Görüldüğü gibi, aynı zaman dilimi içerisinde, farklı konumdaki kimseler farklı hızlarla hareket edebiliyorlar. Bir saatte, saat ibresine binen kimsenin gördüğü alan sadece 5 mm iken, aşire ibresine binen bir kimse, 660 milyar km'lik bir sahayı gezebilir. Bir başka ifade ile, saat ibresinin 5 mm'lik seyahatına karşılık, aşire ibresi ile güneşe 4400 defa gidip gelinebilir.

Burada saatin 10 basamak altı alındı. Yüz basamak altında bir ibreye binen kimsenin bir anda trilyonlarca kilometreyi kat etmesi mümkündür. Görüldüğü gibi mi'rac hadisesi, yani kısa zamanda çok yerlerin gezilmesi, ilmen imkan dahilindedir.
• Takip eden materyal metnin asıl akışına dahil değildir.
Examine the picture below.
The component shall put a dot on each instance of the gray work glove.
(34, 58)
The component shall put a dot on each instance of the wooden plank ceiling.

O halde, gezegenleri ve galaksileri uzayda binlerce kilometre süratle döndüren ve idare eden, üzerinde yaşadığımız şu koca dünyayı güneşin etrafında saatte 110 bin kilometre hızla gezdiren Cenab-ı Hak, sevgili habibini de alıp uzayda istediği süratte gezdiremez mi?

İşte âlemlerin yaratıcısı olan Allah (c.c), son peygamberini almış ve bütün kainatı gezdirerek, saltanatının haşmetini göstermiştir.